Q: What about detecting oxygen?

Oxygen alone is not a biosignature. It depends on its levels and what else is in the atmosphere. You could have an oxygen-rich atmosphere from the loss of an ocean, for example: Light splits water molecules into hydrogen and oxygen. Hydrogen escapes into space, and oxygen builds up into the atmosphere.
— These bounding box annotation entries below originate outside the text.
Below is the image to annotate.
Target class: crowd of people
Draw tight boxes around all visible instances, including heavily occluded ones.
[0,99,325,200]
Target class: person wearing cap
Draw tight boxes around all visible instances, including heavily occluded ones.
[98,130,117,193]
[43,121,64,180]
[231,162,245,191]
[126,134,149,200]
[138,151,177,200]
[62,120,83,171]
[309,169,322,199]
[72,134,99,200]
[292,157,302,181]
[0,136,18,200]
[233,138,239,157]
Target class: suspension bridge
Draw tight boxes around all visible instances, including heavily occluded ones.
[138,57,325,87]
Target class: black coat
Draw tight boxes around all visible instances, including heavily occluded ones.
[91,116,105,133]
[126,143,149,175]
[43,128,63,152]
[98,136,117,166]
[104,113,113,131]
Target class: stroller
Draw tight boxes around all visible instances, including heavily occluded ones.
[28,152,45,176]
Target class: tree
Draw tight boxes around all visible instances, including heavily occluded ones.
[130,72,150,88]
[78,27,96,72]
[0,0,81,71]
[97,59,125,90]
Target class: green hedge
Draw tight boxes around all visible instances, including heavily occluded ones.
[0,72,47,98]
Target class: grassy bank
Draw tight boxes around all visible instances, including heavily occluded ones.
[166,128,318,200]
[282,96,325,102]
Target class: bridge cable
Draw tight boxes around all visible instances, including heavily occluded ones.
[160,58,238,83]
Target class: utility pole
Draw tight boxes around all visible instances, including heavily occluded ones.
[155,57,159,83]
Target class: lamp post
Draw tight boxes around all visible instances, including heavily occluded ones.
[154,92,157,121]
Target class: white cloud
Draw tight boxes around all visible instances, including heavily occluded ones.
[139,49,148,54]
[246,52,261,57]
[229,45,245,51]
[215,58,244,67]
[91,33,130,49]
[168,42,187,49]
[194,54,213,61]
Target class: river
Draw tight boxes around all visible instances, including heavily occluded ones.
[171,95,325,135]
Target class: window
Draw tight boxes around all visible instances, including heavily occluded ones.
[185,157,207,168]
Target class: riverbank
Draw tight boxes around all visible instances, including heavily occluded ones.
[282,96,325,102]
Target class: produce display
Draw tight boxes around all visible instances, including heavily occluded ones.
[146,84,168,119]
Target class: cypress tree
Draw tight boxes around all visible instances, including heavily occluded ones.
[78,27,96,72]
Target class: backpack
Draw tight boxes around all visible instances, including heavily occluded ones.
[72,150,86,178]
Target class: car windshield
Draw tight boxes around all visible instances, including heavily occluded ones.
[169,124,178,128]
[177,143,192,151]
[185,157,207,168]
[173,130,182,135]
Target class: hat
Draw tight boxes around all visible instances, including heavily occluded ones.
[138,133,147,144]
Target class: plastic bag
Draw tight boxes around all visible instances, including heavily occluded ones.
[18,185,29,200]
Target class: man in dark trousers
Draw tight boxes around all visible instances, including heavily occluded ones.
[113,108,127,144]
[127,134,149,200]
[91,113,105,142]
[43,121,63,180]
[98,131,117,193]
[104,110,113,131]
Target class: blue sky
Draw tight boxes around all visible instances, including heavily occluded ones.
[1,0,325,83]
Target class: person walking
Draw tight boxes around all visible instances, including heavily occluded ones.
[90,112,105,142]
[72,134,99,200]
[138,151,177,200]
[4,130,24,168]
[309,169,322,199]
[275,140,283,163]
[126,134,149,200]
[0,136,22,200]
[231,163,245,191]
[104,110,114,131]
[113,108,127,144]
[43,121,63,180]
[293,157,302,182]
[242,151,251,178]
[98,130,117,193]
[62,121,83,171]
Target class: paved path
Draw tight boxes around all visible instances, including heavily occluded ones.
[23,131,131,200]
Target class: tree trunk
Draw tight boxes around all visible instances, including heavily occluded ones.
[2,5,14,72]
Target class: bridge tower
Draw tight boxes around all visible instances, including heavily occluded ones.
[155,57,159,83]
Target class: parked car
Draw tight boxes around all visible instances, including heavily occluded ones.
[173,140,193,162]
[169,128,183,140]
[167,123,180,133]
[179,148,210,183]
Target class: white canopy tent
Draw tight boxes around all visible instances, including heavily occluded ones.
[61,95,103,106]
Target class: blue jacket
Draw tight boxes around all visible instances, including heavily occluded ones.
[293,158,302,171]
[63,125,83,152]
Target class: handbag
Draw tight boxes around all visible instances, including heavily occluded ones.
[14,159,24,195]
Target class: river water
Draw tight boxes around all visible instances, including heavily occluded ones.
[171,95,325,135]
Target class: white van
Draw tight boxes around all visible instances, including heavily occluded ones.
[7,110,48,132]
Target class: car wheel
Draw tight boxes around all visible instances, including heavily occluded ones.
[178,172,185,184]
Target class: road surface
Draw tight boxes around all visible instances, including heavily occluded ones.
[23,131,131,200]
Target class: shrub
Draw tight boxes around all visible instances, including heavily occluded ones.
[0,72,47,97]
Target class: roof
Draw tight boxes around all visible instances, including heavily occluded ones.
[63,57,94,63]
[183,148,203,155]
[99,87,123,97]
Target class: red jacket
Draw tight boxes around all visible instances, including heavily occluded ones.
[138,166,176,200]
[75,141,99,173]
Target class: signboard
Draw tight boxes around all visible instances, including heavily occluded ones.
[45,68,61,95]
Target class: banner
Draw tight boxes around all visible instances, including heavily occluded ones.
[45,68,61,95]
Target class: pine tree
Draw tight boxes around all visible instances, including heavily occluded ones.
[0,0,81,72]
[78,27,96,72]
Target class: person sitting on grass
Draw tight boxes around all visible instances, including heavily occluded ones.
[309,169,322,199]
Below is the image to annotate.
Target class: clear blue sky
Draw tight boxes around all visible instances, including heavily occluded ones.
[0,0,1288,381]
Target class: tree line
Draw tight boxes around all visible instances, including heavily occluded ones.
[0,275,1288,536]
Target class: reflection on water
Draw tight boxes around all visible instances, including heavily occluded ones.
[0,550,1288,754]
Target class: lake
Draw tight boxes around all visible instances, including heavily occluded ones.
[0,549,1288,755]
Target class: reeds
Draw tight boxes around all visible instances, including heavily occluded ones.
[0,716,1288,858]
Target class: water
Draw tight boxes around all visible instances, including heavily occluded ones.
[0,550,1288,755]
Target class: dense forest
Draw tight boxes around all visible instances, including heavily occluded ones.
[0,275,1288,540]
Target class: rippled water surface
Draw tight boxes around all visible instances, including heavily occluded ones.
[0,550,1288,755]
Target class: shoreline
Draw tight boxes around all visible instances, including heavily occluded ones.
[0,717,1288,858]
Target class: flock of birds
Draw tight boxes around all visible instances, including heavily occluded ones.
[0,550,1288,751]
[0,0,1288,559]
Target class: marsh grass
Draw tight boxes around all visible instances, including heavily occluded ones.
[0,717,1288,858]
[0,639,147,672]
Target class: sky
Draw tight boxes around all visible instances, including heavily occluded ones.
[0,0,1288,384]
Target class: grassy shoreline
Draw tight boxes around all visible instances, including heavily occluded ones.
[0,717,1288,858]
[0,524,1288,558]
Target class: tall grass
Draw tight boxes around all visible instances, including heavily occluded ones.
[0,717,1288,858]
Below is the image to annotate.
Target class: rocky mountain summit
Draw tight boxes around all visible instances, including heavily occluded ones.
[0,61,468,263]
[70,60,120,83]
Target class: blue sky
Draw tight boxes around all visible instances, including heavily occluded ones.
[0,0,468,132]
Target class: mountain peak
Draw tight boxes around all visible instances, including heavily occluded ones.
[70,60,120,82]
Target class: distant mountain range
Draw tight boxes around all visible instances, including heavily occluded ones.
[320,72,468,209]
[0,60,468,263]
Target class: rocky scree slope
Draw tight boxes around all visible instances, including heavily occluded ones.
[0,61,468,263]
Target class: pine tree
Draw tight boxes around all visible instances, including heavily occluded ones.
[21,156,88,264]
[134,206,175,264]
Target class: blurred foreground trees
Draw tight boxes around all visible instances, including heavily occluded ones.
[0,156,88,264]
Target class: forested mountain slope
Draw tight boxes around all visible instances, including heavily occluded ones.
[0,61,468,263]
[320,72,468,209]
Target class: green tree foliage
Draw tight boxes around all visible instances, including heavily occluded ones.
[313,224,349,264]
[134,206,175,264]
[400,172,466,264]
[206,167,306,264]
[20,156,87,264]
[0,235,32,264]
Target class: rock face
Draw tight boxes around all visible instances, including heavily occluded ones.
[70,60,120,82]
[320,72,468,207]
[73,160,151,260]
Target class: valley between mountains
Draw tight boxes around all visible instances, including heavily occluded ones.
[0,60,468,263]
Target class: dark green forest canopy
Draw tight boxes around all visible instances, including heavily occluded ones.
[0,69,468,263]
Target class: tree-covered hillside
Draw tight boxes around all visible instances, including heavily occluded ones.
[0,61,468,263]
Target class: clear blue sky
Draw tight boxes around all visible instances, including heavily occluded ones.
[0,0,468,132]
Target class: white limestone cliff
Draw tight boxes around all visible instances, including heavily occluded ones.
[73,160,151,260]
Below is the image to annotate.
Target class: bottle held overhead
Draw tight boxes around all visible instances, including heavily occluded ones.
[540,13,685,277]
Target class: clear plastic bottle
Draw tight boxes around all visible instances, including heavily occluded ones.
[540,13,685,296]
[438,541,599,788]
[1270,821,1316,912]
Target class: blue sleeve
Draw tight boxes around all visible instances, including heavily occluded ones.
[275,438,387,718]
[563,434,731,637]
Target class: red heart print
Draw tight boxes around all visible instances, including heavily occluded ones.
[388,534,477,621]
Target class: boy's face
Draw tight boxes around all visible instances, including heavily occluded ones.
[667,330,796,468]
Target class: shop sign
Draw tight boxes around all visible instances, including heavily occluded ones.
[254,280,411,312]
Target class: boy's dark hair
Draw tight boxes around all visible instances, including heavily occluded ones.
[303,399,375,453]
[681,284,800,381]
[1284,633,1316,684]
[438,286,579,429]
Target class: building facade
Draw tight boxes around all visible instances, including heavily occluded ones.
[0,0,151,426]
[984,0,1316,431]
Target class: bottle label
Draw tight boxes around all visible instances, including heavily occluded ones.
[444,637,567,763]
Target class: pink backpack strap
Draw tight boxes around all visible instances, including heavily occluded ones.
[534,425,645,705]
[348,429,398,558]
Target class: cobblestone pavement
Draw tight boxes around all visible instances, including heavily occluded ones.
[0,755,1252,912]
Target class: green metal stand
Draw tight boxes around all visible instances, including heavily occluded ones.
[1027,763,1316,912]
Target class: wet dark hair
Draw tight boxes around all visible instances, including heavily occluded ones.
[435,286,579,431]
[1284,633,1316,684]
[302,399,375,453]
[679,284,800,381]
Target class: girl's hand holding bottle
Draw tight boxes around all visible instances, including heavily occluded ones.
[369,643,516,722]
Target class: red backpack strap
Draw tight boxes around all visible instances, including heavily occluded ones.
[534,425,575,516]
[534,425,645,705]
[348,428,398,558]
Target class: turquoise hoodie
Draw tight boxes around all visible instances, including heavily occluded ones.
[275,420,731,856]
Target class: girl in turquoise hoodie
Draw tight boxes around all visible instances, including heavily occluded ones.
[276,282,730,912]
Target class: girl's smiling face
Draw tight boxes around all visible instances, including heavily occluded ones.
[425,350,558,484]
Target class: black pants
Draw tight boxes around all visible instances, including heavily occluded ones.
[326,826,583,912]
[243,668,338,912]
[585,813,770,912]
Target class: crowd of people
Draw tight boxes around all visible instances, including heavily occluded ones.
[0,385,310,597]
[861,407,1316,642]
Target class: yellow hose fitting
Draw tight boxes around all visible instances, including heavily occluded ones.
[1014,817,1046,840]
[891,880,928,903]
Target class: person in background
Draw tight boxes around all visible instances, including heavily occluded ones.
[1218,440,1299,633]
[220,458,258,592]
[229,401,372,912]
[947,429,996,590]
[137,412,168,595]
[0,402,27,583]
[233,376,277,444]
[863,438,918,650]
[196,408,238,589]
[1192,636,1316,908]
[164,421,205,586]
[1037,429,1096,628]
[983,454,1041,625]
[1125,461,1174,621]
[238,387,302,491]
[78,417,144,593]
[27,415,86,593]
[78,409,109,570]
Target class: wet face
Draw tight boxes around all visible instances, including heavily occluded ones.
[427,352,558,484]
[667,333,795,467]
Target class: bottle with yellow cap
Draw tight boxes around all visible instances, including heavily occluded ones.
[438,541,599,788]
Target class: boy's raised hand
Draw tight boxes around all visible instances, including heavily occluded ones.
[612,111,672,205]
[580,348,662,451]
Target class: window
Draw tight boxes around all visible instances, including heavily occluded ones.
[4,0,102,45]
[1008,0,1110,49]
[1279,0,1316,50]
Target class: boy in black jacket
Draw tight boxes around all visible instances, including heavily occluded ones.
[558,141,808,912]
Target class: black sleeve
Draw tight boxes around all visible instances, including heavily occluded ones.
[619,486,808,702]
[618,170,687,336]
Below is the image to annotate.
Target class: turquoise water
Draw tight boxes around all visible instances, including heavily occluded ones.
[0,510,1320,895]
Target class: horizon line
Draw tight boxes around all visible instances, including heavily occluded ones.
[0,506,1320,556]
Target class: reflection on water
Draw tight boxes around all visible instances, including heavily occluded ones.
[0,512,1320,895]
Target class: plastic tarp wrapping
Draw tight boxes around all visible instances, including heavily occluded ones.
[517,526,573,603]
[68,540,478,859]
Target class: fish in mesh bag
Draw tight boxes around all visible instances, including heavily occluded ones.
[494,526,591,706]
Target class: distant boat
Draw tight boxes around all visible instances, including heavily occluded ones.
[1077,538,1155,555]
The JWST likely won't directly pick up oxygen from oxygenic photosynthesis -- the biosphere we're used to now. The Extremely Large Telescope and related observatories might be able to, because they'll be looking at a different wavelength than the JWST, where they will have a better chance of seeing oxygen. The JWST will be better for detecting biospheres similar to what we had on Earth billions of years ago, and for differentiating between different types of atmospheres.

Q: What are some of the different types of atmospheres that TRAPPIST-1 exoplanets might possess?

The M-dwarf's high-luminosity phase might drive a planet toward an atmosphere with a runaway greenhouse effect, like Venus. As I said earlier, you could lose an ocean and have an oxygen-rich atmosphere. A third possibility is to have something more Earth-like.

Q: Let's talk about that second possibility. How could JWST reveal an oxygen-rich atmosphere if it can't detect oxygen directly?

The beauty of the JWST is that it can pick up processes happening in an exoplanet's atmosphere. It will pick up the signatures of collisions between oxygen molecules, which will happen more often in an oxygen-rich atmosphere. So we likely can't see oxygen amounts associated with a photosynthetic biosphere. But if a much larger amount of oxygen was left behind from ocean loss, we can probably see the collisions of oxygen in the spectrum, and that's probably a sign that the exoplanet has lost an ocean.

So, JWST is unlikely to give us conclusive proof of biosignatures but may provide some tantalizing hints, which require further follow-up and -- moving forward -- thinking about new missions beyond the JWST. NASA is already considering new missions. What would we like their capabilities to be?

That also brings me to a very important point: Exoplanet science is massively interdisciplinary. Understanding the environment of these worlds requires considering orbit, composition, history and host star -- and requires the input of astronomers, geologists, atmospheric scientists, stellar scientists. It really takes a village to understand a planet.